For once, Buchanan chose not to pursue the argument. Beyond the car to their right, Vasquez watched men and women walking past the windows of ground-level businesses, tech stores and clothing stores and a bookstore and an office whose purpose she could not identify. Over their wrought-iron balconies, the windows of the apartments above showed the late-afternoon sky, its blue deeper, as if hardened by a day of the sun’s baking.
Because of him, I lost everything that was good in my life. Because of that fucker, I did time in prison—fucking prison
. Plowman’s declaration sounded in her ears. Insofar as the passion on his face authenticated his words, and so the purpose of their mission, his brief monologue should have been reassuring. And yet, and yet . . .
In the moment before he drove his fist into a prisoner’s solar plexus, Plowman’s features, distorted and red from the last hour’s interrogation, would relax. The effect was startling, as if a layer of heavy makeup had melted off his skin. In the subsequent stillness of his face, Vasquez initially had read Plowman’s actual emotion, a clinical detachment from the pain he was preparing to inflict that was based in his utter contempt for the man standing in front of him. While his mouth would stretch with his screams to the prisoner to
Get up!

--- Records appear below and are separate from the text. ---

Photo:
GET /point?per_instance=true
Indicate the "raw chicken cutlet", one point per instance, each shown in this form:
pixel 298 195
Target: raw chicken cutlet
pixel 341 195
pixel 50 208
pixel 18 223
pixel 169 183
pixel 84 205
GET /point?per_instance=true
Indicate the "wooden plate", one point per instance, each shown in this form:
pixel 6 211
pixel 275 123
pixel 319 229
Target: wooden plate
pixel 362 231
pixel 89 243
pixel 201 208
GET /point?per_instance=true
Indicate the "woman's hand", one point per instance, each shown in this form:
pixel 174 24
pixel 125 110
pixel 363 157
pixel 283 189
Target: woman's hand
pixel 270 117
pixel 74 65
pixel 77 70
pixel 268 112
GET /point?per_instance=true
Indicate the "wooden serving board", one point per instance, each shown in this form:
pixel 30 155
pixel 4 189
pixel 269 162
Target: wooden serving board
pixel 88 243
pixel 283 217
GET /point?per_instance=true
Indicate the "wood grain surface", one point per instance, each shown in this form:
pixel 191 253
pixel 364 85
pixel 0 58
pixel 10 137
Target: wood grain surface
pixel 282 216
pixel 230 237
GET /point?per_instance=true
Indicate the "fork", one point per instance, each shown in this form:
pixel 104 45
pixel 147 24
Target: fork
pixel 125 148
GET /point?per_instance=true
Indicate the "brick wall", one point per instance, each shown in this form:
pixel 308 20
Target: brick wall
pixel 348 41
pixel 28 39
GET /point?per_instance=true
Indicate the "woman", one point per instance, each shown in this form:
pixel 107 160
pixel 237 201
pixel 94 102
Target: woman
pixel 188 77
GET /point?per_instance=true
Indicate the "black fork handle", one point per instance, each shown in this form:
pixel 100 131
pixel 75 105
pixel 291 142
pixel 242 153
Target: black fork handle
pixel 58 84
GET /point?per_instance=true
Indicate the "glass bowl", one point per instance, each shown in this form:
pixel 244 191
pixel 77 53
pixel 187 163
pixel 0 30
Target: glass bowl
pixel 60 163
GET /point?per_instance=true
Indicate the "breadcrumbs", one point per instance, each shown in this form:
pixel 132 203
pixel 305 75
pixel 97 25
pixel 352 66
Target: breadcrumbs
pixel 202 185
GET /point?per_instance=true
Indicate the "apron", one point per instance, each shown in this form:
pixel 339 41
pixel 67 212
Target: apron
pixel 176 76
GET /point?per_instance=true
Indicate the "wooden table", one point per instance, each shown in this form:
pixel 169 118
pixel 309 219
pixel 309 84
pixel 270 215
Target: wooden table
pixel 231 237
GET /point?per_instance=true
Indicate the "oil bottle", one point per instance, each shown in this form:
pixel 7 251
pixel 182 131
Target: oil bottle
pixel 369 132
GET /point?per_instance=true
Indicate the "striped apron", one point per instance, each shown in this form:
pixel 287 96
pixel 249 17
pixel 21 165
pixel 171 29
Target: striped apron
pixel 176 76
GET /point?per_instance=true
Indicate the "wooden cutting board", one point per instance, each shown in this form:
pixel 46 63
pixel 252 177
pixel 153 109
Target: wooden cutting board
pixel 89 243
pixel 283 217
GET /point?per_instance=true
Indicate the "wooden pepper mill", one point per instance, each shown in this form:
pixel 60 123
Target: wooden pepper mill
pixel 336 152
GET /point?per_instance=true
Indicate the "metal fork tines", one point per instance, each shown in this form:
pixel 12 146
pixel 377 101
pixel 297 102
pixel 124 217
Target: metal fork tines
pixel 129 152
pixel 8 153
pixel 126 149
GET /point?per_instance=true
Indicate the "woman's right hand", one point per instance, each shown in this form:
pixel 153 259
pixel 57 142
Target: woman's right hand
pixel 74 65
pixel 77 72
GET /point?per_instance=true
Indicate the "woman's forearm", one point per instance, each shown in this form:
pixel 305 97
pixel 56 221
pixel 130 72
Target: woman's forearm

Get the fuck up!
in the second after his blow had dropped the man to the concrete floor, and while his mouth and eyes would continue to express the violence his fists and boots were concentrating on the prisoner’s back, his balls, his throat, there would be other moments, impossible to predict, when, as he was shuffle-stepping away from a kick to the prisoner’s kidney, Plowman’s face would slip into that nonexpression, and Vasquez would think that she had seen through to the real man.
Then, the week after Plowman had brought Vasquez onboard what he had named the White Detail, she’d found herself sitting through a Steven Seagal double feature—not her first or even tenth choice for a way to pass three hours, but it beat lying on her bunk thinking,
Why are you so shocked? You knew what Plowman was up to—everyone knows.
An hour into
The Patriot
, the vague sensation that had been nagging at her from Seagal’s first scene crystallized into recognition: that the blank look with which the actor met every ebb and flow in the drama was the same as the one that Vasquez had caught on Plowman’s face—was, she understood, its original. For the remainder of that film and the duration of the next (
Belly of the Beast
), Vasquez had stared at the undersized screen in a kind of horrified fascination, unable to decide which was worse: to be serving under a man whose affect suggested a sociopath, or to be serving under a man who was playing the lead role in a private movie.